Adoption de la proposition de loi « Protection de l’Enfant » : de réelles avancées individuelles et collectives

Responsable de la proposition de loi « Protection de l’Enfant », le 18 Novembre 2015, j’ai soutenu son adoption.

En tant que parlementaires, il était important pour nous d’améliorer, de sécuriser et de garantir la Protection de l’Enfant, à la fois pour les jeunes concernés, leurs familles ainsi que pour les travailleurs sociaux et médico-sociaux qui les soutiennent dans leur quotidien parfois douloureux.

L’objectif premier est d’améliorer la gouvernance nationale et locale de la protection de l’enfance.

Pour cela, il fallait une instance qui permette de garantir une égalité réelle de traitement entre tous les enfants, sur l’ensemble du territoire.

C’est pourquoi, l’article 1er du texte prévoit la création du Conseil National de Protection de l’enfance.

J’ai tenu à sa mise en place car il constitue la véritable clé de voûte de ce texte.

Au niveau local, un Protocole Départemental de Coordination des acteurs de la Protection de l’Enfance sera élaboré dans chaque département, en lien avec le Schéma Départemental en faveur de l’Enfance et de la Famille.

Les Observatoires Départementaux de la Protection de l’Enfance devront délivrés un bilan annuel des formations suivies par les professionnels ainsi qu’un programme pluriannuel des besoins.

Le deuxième objectif, porté par ce texte, est de sécuriser le parcours de l’enfant en protection de l’enfance, par l’instauration de mesures innovantes et adaptées à la réalité de terrain.

L’évaluation des informations préoccupantes sera, notamment, réalisée par une équipe pluridisciplinaire.
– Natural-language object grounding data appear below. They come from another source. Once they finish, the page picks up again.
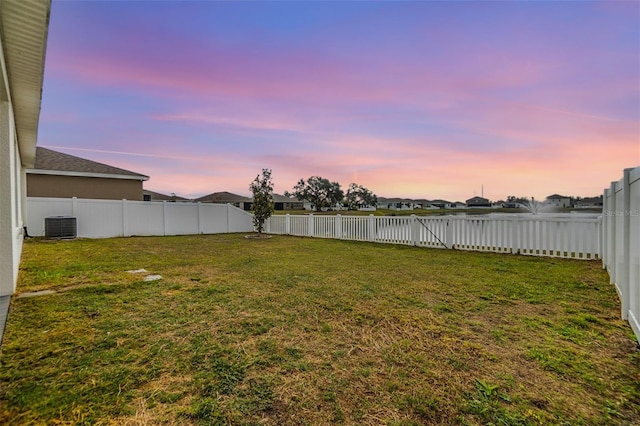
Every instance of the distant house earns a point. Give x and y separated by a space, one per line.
441 204
395 203
478 202
59 175
156 196
559 201
280 202
589 203
224 197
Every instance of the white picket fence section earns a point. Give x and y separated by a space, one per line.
621 243
118 218
570 236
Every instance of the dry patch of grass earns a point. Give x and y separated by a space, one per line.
301 331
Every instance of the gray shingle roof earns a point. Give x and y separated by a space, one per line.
47 159
224 197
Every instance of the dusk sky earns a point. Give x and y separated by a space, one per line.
410 99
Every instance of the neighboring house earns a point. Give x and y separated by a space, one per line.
59 175
224 197
559 201
280 202
441 204
156 196
478 202
589 203
395 203
24 26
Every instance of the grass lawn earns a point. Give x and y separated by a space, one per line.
298 331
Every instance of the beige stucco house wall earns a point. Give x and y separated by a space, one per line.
24 28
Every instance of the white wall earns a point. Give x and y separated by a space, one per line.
10 193
112 218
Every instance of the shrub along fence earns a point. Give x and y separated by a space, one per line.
123 218
621 243
569 236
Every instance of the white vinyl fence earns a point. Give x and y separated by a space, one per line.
621 243
118 218
570 236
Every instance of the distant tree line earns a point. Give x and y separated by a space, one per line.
322 193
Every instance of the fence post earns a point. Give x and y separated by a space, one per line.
448 235
415 230
623 281
372 228
165 219
611 240
125 219
515 236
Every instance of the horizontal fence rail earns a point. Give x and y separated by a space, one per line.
118 218
568 237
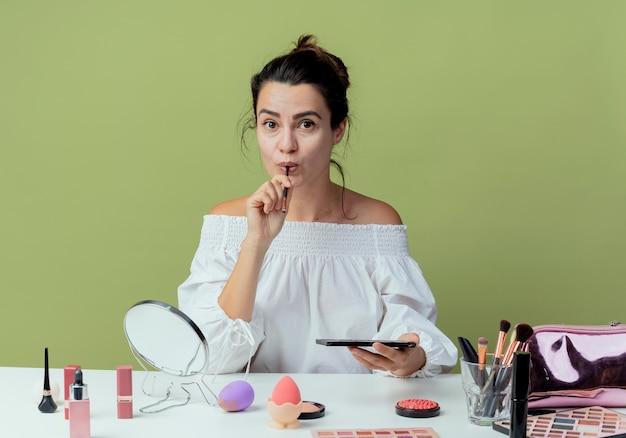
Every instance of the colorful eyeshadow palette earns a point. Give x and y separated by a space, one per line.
589 422
423 432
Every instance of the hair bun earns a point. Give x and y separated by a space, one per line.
309 43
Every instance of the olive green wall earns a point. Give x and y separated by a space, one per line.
497 129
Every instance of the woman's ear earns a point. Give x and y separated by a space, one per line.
340 131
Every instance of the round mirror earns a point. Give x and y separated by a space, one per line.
165 339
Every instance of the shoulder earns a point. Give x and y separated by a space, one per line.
233 207
366 210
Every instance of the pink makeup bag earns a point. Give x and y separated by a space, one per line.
576 366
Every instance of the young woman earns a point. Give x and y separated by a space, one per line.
302 257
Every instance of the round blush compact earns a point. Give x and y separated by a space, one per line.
312 410
417 408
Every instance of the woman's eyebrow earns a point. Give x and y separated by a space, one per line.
271 113
307 113
295 116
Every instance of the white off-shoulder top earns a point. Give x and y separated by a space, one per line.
318 280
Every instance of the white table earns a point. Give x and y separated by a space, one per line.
352 402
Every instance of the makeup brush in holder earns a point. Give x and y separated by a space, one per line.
47 404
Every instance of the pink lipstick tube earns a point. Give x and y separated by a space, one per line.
68 379
124 391
80 426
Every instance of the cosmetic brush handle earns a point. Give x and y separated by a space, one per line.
470 356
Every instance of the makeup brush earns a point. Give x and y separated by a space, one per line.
523 332
519 394
285 191
482 352
504 329
47 404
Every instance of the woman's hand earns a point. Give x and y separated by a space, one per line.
264 210
400 362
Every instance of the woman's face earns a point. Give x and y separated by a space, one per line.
293 130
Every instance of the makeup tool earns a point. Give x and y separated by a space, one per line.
417 408
504 329
78 390
519 394
501 374
285 191
47 404
285 405
469 355
68 379
594 421
422 432
312 410
124 391
467 350
79 408
482 352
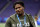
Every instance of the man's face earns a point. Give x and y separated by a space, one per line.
19 9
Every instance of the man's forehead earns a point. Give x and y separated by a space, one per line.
17 5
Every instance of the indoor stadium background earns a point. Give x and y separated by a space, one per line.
6 9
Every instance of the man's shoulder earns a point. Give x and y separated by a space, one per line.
11 17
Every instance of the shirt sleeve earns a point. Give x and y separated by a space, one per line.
8 23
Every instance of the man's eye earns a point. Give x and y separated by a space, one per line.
18 7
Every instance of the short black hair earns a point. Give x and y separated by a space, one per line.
18 2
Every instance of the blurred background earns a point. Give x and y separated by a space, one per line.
31 7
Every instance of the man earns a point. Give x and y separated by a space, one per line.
20 18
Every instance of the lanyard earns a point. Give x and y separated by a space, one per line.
24 20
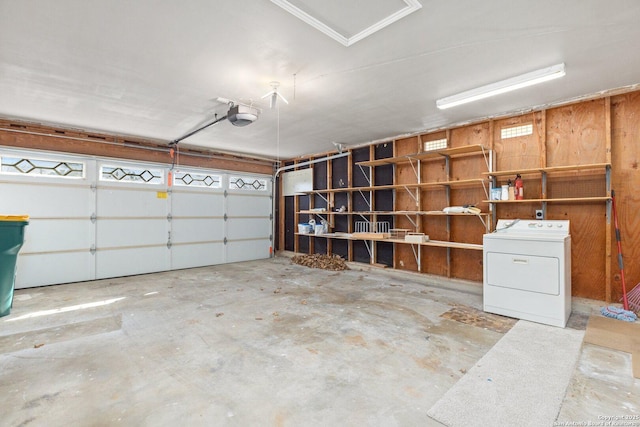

Le Président du Conseil Départemental a désormais la possibilité de confier un mineur à un tiers bénévole. Une base légale et claire est donc donnée à ce mode d’accueil existant. Ce dispositif s’en trouve donc sécurisé.

Obligation est faite de préparer les jeunes à l’accession à l’autonomie et ce l’année précédant leur majorité.

Le jeune sera également accompagné au-delà du terme de la mesure de protection, dans le cadre de la poursuite de leur parcours scolaire ou universitaire, respectant ainsi un engagement pris par le Président de la République le 6 mai 2015, lors de sa rencontre avec des jeunes au Conseil Economique, Social et Environnemental.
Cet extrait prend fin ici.